Rick Holland has often said that books don’t change lives, paragraphs do. I remember where I was the first time I read Ralph Venning’s The Sinfullness of Sin. Sitting on my couch in my apartment, I was in the second chapter when I came across these two paragraphs that really did change my Christian life (Section II, p. 31):
God is holy, without spot or blemish, or any such thing, without any wrinkle, or anything like it, as they also that are in Christ shall one day be (Ephesians 5.27). He is so holy, that he cannot sin himself, nor be the cause or author of sin in another. He does not command sin to be committed, for to do so would be to cross his nature and will. Nor does he approve of any man’s sin, when it is committed, but hates it with a perfect hatred.

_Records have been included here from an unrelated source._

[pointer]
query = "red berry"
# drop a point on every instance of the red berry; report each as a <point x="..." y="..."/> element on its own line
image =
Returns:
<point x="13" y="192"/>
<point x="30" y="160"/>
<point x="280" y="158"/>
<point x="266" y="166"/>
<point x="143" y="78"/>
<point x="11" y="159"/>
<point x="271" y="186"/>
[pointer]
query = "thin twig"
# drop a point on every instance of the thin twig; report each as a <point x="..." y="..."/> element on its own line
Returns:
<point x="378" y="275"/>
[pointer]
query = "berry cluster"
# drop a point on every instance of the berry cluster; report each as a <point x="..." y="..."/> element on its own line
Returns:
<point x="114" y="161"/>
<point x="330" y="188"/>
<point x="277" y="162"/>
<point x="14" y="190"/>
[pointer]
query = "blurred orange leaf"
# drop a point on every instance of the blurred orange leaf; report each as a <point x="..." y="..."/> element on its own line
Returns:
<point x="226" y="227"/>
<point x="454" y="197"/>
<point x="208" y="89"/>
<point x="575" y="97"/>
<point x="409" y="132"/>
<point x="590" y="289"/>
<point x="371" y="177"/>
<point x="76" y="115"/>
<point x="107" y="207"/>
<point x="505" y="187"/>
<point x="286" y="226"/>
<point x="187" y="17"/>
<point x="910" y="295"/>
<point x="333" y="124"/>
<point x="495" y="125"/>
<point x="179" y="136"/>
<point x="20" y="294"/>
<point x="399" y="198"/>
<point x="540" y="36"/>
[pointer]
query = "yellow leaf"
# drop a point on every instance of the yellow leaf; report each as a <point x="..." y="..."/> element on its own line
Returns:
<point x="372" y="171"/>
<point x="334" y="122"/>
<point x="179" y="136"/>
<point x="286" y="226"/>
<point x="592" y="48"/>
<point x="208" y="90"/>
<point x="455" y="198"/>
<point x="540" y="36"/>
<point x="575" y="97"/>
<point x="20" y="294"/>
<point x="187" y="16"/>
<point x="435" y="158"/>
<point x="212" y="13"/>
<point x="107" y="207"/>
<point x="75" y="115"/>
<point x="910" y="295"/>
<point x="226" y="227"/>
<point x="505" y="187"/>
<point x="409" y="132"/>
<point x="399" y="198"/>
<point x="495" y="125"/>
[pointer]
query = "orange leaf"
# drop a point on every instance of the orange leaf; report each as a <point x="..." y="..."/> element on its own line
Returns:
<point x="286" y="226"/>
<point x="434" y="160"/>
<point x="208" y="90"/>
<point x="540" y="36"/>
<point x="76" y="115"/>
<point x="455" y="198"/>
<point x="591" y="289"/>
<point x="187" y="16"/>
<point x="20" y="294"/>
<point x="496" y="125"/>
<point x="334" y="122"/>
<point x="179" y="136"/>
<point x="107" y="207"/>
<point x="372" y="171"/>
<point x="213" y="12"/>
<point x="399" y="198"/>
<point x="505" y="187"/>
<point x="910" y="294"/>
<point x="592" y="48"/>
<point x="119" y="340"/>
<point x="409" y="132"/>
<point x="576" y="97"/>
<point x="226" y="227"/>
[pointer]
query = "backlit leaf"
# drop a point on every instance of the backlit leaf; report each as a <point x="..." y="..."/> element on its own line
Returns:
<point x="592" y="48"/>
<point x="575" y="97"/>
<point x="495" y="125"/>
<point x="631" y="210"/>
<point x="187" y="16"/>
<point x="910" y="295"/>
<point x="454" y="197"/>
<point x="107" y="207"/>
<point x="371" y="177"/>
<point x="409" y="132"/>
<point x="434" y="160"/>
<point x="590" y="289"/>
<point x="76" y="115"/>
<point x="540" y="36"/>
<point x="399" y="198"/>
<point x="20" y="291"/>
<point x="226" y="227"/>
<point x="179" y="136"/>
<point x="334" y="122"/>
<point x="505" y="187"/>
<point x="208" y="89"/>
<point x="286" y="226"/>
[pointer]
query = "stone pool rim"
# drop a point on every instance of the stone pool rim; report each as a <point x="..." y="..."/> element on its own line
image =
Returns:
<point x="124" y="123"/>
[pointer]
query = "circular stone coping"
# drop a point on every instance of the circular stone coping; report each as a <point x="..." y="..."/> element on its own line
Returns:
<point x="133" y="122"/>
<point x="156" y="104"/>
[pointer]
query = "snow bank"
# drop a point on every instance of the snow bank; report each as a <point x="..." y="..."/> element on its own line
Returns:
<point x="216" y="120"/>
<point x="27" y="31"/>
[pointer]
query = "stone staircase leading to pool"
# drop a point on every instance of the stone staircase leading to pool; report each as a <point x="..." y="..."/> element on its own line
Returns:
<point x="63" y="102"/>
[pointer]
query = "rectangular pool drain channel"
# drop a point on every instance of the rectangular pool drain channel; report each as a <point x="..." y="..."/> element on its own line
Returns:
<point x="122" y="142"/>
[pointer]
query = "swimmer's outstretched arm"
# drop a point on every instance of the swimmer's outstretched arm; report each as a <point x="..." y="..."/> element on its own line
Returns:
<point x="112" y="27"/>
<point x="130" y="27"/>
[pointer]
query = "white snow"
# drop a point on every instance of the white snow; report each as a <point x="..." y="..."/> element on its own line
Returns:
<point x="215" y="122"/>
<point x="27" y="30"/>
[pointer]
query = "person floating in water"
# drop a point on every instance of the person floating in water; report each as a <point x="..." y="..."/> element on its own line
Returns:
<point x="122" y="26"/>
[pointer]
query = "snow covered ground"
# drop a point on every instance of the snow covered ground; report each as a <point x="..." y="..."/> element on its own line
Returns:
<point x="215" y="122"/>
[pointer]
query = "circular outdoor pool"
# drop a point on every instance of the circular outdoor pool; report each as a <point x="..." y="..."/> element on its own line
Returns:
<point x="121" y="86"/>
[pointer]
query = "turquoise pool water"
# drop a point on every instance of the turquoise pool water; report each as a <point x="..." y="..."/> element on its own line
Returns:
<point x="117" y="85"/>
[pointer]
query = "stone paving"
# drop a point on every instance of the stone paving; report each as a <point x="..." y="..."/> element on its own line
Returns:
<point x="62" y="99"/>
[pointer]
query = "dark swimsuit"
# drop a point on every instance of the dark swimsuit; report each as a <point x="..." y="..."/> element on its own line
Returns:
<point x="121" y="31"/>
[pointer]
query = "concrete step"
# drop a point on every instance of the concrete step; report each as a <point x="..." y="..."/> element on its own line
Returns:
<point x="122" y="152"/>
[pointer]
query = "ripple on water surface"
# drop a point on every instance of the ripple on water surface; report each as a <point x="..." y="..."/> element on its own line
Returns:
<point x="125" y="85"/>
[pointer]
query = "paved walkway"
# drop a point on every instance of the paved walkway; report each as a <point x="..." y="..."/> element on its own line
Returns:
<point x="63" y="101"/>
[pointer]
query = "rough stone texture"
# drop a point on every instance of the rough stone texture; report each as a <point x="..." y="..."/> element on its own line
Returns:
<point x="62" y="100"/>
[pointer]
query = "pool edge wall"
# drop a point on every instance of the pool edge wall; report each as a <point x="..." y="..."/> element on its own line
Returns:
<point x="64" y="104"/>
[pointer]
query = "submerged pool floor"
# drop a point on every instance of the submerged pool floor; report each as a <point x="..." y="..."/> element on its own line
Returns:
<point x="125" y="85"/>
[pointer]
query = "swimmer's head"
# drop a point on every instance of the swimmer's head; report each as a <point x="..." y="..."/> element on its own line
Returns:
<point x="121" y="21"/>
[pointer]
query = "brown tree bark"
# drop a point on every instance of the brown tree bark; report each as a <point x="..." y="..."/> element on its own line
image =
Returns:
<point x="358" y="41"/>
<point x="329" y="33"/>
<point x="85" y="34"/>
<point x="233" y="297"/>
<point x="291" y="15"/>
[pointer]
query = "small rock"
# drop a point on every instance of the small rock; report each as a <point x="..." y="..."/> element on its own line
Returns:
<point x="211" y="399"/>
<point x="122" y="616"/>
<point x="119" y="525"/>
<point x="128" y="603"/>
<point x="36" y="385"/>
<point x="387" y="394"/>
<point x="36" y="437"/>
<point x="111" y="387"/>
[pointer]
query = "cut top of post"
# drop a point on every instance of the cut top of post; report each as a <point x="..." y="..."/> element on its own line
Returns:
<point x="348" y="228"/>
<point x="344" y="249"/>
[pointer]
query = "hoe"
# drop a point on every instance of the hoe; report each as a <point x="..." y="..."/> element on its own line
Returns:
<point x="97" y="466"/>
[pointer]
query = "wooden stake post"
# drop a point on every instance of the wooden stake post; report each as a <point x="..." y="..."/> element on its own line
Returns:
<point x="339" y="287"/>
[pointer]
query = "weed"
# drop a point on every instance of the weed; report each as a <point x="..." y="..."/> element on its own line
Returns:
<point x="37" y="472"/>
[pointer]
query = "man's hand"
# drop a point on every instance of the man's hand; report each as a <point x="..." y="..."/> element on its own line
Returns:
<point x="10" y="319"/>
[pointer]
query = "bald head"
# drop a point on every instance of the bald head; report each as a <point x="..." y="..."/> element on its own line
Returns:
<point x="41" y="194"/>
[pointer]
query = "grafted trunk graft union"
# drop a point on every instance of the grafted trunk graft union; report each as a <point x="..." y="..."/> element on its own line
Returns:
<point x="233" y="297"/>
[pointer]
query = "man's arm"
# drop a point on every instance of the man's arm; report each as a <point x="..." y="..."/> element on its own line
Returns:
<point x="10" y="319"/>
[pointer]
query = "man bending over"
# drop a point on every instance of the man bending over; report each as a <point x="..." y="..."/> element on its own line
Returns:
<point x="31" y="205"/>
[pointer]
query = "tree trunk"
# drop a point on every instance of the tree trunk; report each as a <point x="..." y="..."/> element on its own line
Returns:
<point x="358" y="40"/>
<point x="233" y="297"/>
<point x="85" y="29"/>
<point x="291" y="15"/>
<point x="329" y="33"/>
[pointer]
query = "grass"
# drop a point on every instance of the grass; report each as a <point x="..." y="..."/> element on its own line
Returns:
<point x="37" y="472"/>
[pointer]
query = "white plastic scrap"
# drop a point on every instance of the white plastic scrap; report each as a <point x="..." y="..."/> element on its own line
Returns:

He is without iniquity, and of purer eyes than to behold (i.e. approve) iniquity (Habakkuk 1:13).
On the contrary, as God is holy, all holy, only holy, altogether holy, and always holy, so sin is sinful, all sinful, only sinful, altogether sinful, and always sinful (Genesis 6.5). In my flesh, there dwelleth no good thing (Romans 7.18). As in God there is no evil, so in sin there is no good. God is the chiefest of goods and sin is the chiefest of evils. As no good can be compared with God for goodness, so no evil can be compared with sin for evil.
When I read that, I had been a beleiver for only a few years and had only recently discovered the writings of John Piper. I was new to the doctrines of grace, I was wrestling with some basic theological and philosophical questions about sin and sovereignty. I had over-corrected from my man-centered thinking, and in an attempt to establish God’s sovreignty in my thinking, I had lost sight of the sinfulness of sin.
Those paragraphs above served as an anchor. They stopped my drifting toward hyper-Calvinism, and nailed my conscience down on the solid fact that God hates sin.
Look at the adverbs Venning strings together: all, only, altogether, always. Just as there is everything good in God, there is nothing good within sin. The Lord used these paragraphs from a 17th-century pastor to open my eyes to the gravity of sin, and the holiness of God.
And, in case you were wondering, Venning did teach at The Cripplegate.